Conscient des difficultés qu'il a à contrôler la situation en Irak, le Pentagone essaie en même temps de ne pas y enfermer ses meilleures troupes qu'il pourrait envoyer ailleurs. D'où le recours massif à des substituts :

- des mercenaires d'abord : l'armée US a recruté 40000 latinos candidats à la naturalisation et qui ont la promesse de l'obtenir si bien sûr, ils reviennent vivants du Moyen-Orient. Le succès n'est pas assure car, selon l'association qui défend ces soldats, ils sont envoyés dans les endroits les plus dangereux. Pour mieux les appâter, il leur est promis une prime de 50000 dollars pour s'inscrire à l'université à leur retour des combats.
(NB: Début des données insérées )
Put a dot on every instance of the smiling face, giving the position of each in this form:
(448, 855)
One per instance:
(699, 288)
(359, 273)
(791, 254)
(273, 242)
- des sous-traitants polonais, ukrainiens, nicaraguayens et espagnols et Bush, sans succès pour l'instant, voudrait bien impliquer d'autres armées étrangères

- des réservistes et des éléments de la Garde Nationale dont ce n'est pourtant pas le rôle

Pour l'armée US, les bilans physiques de la guerre d'Irak sont lourds :

- plus de 100 morts après la fin officielle de la guerre (premier mai)

- des centaines de blessés

- plus de 6000 rapatriés sanitaires sur lesquels les informations officielles sont maigres : chocs psychologiques, conséquences de vaccinations multiples contre toutes les armes chimiques ou biologiques possibles, exposition aux aérosols radioactifs liés à l'utilisation de munitions à l'uranium appauvri ce qui expliquerait les nombreux cas de pneumonie connus.

Sous les casques bleus, le tiers-monde

L'ONU tient méticuleusement à jour l'état des forces militaires et de police qui interviennent sous ses couleurs sur décision du Conseil de Sécurité.

Au 31 Juillet 2002,sur une total de 38000 hommes les principaux contributeurs sont : Pakistan 3910, Bangladesh 3137, Inde 2870, Nigéria 2523 , Ghana 2007, Uruguay 1800, Kenya 1789, Jordanie 1590, Afrique du Sud 1410, Ukraine 925.

Les pays riches réservent leurs troupes pour la défense de leurs intérêts propres. Ainsi les Etats-Unis dans le même temps où ils envoient 180000 hommes en Irak, ne fournissent à l'ONU que 519 hommes, le Royaume Uni 605, l'Allemagne 375, la France 319, l'Italie 178.

Ces chiffres montrent bien la hiérarchie des tâches : les soldats de la paix pas trop chers payés, sont recrutés dans les pays pauvres et sont envoyés dans des zones non stratégiques, les Etats-Unis eux font vraiment la guerre et interviennent massivement dans les zones stratégiques.